Cette dernière solution ne peut qu'être approuvée, même si elle est de nature à privilégier la qualification d'accroissement temporaire d'activité par rapport à celle de contrat saisonnier.

2. Cloisonnement du contrat de travail saisonnier

  • Distinction contrat de travail saisonnier/accroissement temporaire d'activité

Le contrat de travail saisonnier ne peut être conclu que pour pourvoir des tâches appelées à se répéter chaque année à des dates à peu près fixes, en fonction d'un cycle à peu près prévisible. Cette régularité du cycle et la prévisibilité de l'activité de l'entreprise sont traditionnellement les éléments relevés par la doctrine et retenus par les juges, comme permettant de distinguer le contrat saisonnier du contrat conclu pour faire face à un accroissement temporaire d'activité.

L'intervention de l'employeur dans le cycle doit, également, être prise en compte puisqu'elle est exclusive de cette qualification. Lorsque la répétition du surcroît d'activité résulte de la volonté de l'employeur (ce qui est, par exemple, le cas lorsque celui-ci fait des publicités ou des promotions), il y a lieu de justifier le recours au contrat de travail à durée déterminée par un accroissement temporaire d'activité, le caractère saisonnier ne pouvant être retenu sous peine de requalification (Cass. soc., 4 mai 1993, n° 89-43.379, SPMA c/ Mme Dubois, inédit N° Lexbase : A1702AAB).

Ce dernier élément était, d'ailleurs, mis en avant dans la décision commentée. Les juges du fond avaient, en effet, relevé que la périodicité de l'activité tenait aux habitudes de la clientèle, ce qui tendait à montrer que l'employeur y était extérieur. Cette extériorité, si elle participait à la régularité du caractère saisonnier des contrats de travail à durée déterminée conclus, n'était pas suffisante.

La question se pose de la cause du refus de la Cour de cassation de reconnaître la qualification de contrat saisonnier au contrat de travail à durée déterminée conclu par la salariée. Les statistiques versées au débat ne confirmaient-elles pas des accroissements ponctuels en janvier, mars et mai et juillet à septembre ? Ces cycles n'étaient-ils pas suffisants pour autoriser la qualification de contrat saisonnier ? Est-ce le caractère plus ou moins important de l'accroissement d'activité qui a fait obstacle à cette qualification ?

  • Une solution attendue

Il semble que non, et une telle solution était annoncée. Dans une décision, la Haute juridiction avait refusé l'existence d'une activité saisonnière à une entreprise productrice, en toute saison, de produits plastiques correspondant à divers et multiples usages (Cass. soc., 26 octobre 1999, précité). C'est, dans cette espèce, le fait que l'activité de l'entreprise ait lieu tout au long de l'année qui avait fait obstacle à la qualification.

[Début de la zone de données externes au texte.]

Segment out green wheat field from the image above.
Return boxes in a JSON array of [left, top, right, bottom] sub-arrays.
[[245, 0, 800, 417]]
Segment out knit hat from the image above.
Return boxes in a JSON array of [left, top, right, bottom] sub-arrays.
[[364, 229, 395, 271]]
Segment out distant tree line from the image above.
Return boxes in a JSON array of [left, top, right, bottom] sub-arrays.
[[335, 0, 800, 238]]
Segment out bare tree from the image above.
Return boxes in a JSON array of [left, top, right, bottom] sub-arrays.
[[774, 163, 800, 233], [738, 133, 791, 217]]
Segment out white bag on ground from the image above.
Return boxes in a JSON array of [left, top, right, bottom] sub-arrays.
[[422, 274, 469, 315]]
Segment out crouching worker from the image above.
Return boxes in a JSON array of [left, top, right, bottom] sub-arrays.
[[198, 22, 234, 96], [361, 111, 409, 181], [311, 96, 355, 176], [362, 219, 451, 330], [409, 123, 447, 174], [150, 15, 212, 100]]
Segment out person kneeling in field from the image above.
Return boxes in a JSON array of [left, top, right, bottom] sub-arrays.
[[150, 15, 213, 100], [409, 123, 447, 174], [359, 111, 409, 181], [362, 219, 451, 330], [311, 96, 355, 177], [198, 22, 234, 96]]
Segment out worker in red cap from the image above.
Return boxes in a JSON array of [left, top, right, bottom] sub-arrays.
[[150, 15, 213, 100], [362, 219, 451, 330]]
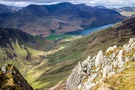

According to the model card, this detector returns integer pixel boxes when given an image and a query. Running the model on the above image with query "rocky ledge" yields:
[66,38,135,90]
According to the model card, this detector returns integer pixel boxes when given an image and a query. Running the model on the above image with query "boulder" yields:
[95,50,104,67]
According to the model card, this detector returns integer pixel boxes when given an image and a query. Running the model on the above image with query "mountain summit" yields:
[3,2,124,35]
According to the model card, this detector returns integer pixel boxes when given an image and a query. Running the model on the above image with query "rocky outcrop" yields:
[0,64,34,90]
[66,38,135,90]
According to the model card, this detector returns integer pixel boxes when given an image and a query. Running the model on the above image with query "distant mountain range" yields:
[0,2,124,36]
[113,7,135,17]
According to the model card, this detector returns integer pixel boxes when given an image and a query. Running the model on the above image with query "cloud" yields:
[0,0,135,7]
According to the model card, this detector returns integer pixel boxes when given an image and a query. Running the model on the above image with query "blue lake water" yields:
[66,24,114,36]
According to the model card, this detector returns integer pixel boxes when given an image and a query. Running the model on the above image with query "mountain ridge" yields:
[3,2,124,36]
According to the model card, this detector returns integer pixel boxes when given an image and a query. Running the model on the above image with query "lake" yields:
[65,24,114,36]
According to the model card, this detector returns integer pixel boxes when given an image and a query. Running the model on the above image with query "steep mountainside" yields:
[113,7,135,17]
[66,38,135,90]
[3,3,124,35]
[0,4,13,14]
[0,4,13,25]
[0,64,34,90]
[28,18,135,90]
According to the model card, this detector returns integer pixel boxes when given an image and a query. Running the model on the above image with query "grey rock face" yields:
[67,38,135,90]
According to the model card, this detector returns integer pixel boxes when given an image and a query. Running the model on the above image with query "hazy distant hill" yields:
[113,7,135,17]
[3,3,124,35]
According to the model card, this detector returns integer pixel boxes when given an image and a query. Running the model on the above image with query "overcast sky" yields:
[0,0,135,7]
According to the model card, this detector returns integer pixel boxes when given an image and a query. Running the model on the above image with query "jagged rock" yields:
[66,63,84,90]
[106,45,117,52]
[95,50,104,67]
[1,64,7,73]
[103,65,112,77]
[67,38,135,90]
[0,64,34,90]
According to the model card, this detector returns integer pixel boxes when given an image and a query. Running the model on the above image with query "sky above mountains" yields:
[0,0,135,7]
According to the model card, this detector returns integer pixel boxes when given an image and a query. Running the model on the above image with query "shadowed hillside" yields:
[3,2,124,36]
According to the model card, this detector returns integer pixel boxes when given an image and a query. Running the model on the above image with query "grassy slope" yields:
[30,17,135,90]
[46,34,73,40]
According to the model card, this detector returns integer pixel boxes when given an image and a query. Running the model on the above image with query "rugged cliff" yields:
[66,38,135,90]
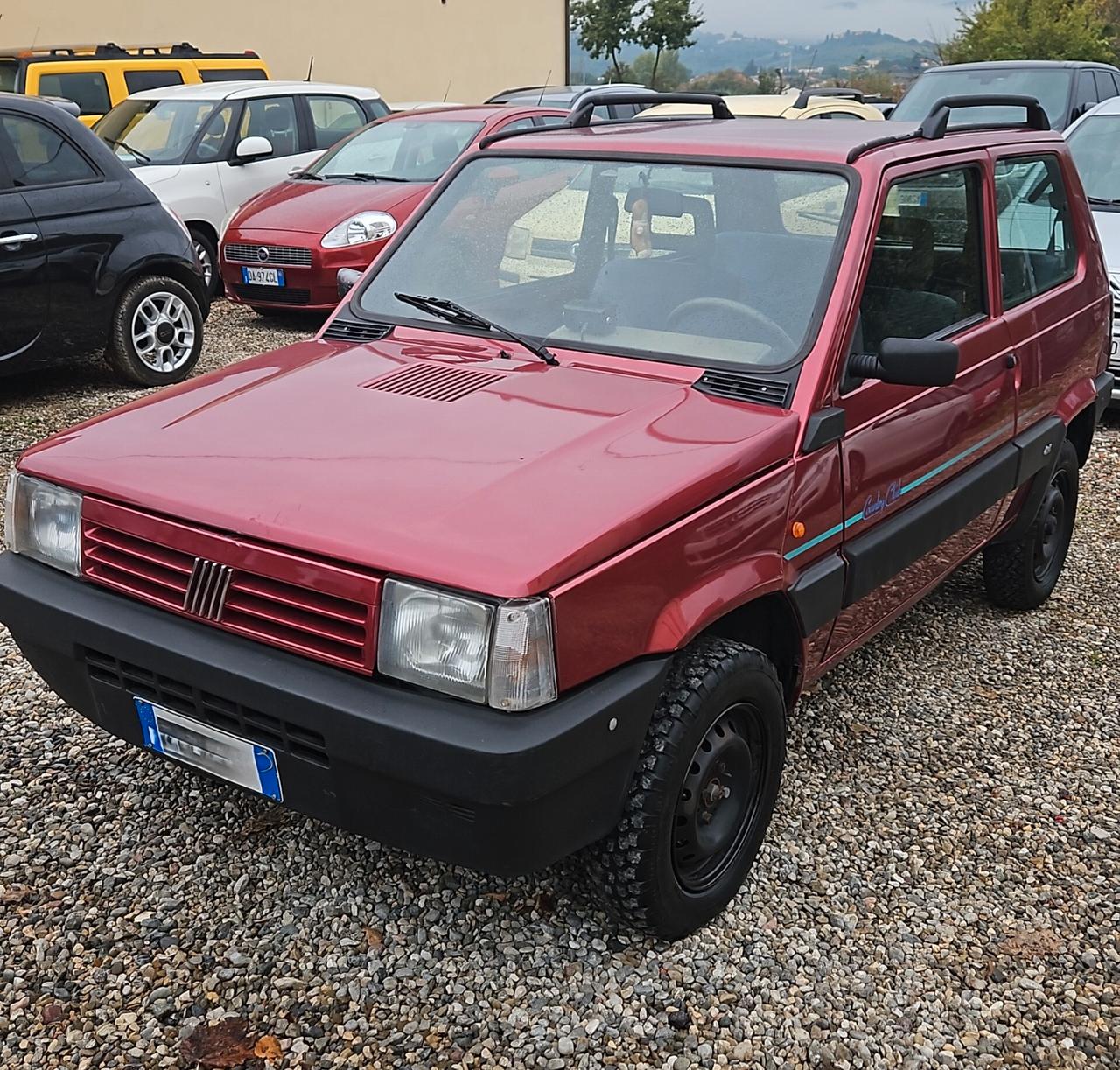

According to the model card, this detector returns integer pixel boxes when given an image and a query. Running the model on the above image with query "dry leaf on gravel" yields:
[996,929,1061,959]
[253,1035,284,1062]
[179,1018,255,1070]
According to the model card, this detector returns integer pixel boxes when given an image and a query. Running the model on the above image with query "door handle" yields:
[0,234,39,252]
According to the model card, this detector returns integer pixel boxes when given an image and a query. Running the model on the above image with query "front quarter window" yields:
[359,157,849,368]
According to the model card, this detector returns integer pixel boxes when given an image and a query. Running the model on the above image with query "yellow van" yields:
[0,43,269,127]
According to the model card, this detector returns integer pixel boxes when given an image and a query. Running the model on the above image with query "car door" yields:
[215,95,306,213]
[0,137,51,368]
[0,112,122,348]
[828,152,1016,659]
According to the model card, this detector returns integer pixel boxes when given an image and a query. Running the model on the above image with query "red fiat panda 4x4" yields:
[0,94,1112,937]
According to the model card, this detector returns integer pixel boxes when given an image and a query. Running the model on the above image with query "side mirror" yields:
[229,136,273,164]
[336,268,361,297]
[848,339,961,387]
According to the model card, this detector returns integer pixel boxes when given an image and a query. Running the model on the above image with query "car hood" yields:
[19,328,799,598]
[1093,209,1120,275]
[233,180,431,234]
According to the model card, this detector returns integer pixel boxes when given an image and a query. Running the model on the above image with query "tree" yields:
[689,67,759,96]
[939,0,1116,63]
[634,0,704,88]
[571,0,637,81]
[631,52,689,93]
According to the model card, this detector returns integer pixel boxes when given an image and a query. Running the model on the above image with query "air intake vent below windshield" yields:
[323,319,393,342]
[692,372,789,409]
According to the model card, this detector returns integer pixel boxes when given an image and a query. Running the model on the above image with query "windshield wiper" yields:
[101,135,151,164]
[393,294,560,364]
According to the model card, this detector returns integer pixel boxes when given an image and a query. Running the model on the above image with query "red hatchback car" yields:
[220,105,568,311]
[0,94,1113,937]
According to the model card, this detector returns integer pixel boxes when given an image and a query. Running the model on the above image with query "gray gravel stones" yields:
[0,303,1120,1070]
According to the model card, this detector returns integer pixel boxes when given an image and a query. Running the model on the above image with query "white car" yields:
[94,81,388,292]
[1065,96,1120,407]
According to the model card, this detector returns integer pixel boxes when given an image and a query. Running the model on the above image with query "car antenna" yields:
[536,67,552,108]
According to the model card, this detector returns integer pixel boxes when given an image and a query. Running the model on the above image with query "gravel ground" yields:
[0,304,1120,1070]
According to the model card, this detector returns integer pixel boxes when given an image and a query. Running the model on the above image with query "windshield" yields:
[308,119,483,181]
[359,158,848,367]
[93,100,220,164]
[891,67,1073,130]
[1069,115,1120,202]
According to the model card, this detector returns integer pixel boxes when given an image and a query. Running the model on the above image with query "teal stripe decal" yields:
[785,423,1015,562]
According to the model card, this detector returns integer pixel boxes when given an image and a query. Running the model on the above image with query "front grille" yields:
[233,283,312,304]
[224,242,312,268]
[81,500,380,672]
[323,319,393,342]
[692,371,789,409]
[85,650,331,769]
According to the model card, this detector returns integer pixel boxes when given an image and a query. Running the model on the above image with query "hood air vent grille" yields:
[361,364,505,401]
[692,372,789,409]
[323,319,393,342]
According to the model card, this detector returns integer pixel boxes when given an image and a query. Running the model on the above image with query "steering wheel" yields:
[665,297,797,356]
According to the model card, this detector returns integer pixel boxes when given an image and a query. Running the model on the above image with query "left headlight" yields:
[377,579,556,711]
[4,472,81,576]
[323,212,396,248]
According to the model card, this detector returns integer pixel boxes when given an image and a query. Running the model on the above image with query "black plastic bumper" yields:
[0,554,668,875]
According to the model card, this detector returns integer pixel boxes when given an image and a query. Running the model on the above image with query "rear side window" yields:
[856,168,985,353]
[304,96,367,149]
[39,71,111,115]
[0,115,97,188]
[124,71,183,93]
[199,67,268,81]
[996,156,1077,308]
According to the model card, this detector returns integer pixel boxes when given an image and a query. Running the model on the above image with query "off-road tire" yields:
[584,639,787,940]
[984,442,1079,610]
[105,276,203,387]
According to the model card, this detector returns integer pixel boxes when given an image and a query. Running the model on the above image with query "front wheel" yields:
[984,442,1079,610]
[589,639,785,940]
[105,276,203,387]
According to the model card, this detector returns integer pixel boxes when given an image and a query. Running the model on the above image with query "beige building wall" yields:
[0,0,568,103]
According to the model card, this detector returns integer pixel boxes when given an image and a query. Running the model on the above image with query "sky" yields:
[699,0,970,40]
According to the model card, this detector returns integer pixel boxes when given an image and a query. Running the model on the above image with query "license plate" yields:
[241,268,284,286]
[133,698,284,802]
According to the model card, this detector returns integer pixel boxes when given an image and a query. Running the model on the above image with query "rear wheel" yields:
[589,639,785,939]
[984,442,1079,610]
[105,276,203,387]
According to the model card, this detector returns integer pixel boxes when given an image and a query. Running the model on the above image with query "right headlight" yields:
[4,472,81,576]
[377,579,556,711]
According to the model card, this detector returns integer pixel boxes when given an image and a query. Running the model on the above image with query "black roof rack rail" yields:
[793,88,864,108]
[848,93,1052,164]
[479,88,735,149]
[919,93,1051,141]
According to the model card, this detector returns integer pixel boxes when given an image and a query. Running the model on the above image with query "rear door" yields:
[0,127,51,367]
[829,152,1016,658]
[217,94,306,212]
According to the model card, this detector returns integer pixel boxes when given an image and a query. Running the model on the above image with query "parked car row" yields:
[0,85,1115,938]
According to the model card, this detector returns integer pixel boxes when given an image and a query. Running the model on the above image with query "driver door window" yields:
[857,168,987,353]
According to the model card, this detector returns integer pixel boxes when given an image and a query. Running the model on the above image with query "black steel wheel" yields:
[588,639,785,939]
[984,442,1079,610]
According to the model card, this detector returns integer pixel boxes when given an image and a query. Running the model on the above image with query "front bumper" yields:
[219,227,387,311]
[0,552,668,875]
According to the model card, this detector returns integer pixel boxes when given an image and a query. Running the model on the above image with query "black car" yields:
[889,59,1120,130]
[0,93,209,386]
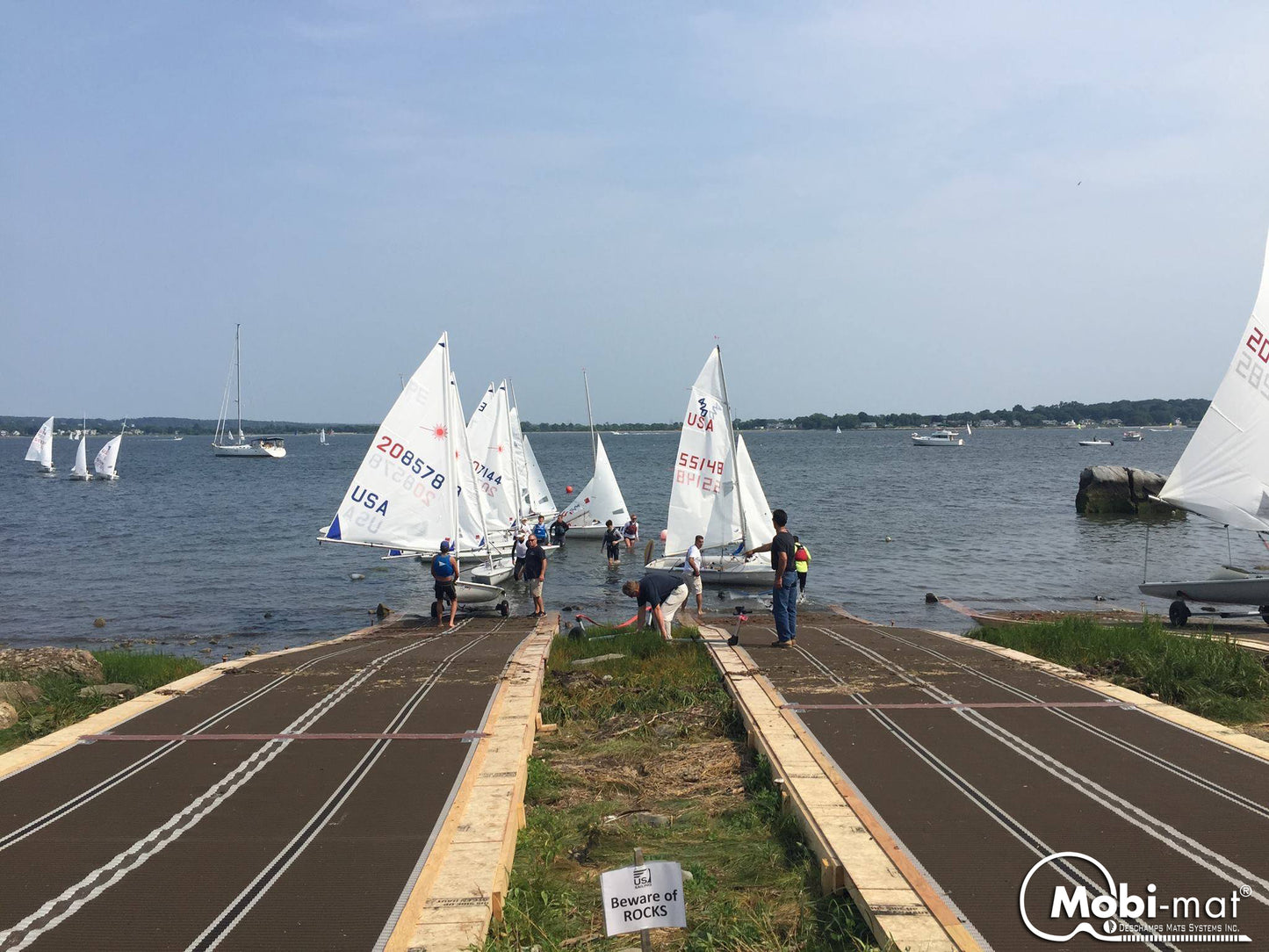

La confirmation de cette limite portée aux hypothèses d'admission du recours au contrat de travail à durée déterminée n'est pas sans inconvénient. Elle n'est pas, en effet, de nature à rendre aisée la distinction, que l'on croyait bien établie, entre contrats de travail saisonniers et contrats de travail pour accroissement temporaire d'activité. Elle est, en outre, de nature à limiter le recours au contrat saisonnier.

Dans le doute, mieux vaut conclure un contrat de travail à durée déterminée pour accroissement temporaire d'activité. Cette qualification vaut que l'activité soit ou non saisonnière ; elle dépend seulement d'un surcroît temporaire de travail, alors que l'inverse emporte la requalification de la relation en une relation à durée indéterminée.

Décision

Cass. soc., 5 décembre 2007, n° 06-41.313, Mme Véra Canet, F-P+B (N° Lexbase : A0414D3Q)

Rejet (CA Aix-en-Provence, 9ème ch., sect. B, 30 octobre 2007)

Textes concernés : C. trav., art. L. 122-3-10 (N° Lexbase : L9643GQ9), L. 122-3-13 (N° Lexbase : L5469ACK), L. 122-1-1 (N° Lexbase : L9607GQU) et L. 122-1 (N° Lexbase : L5451ACU).

Mots-clefs : contrat de travail à durée déterminée ; contrat saisonnier ; refus de qualification ; activité annuelle de la société.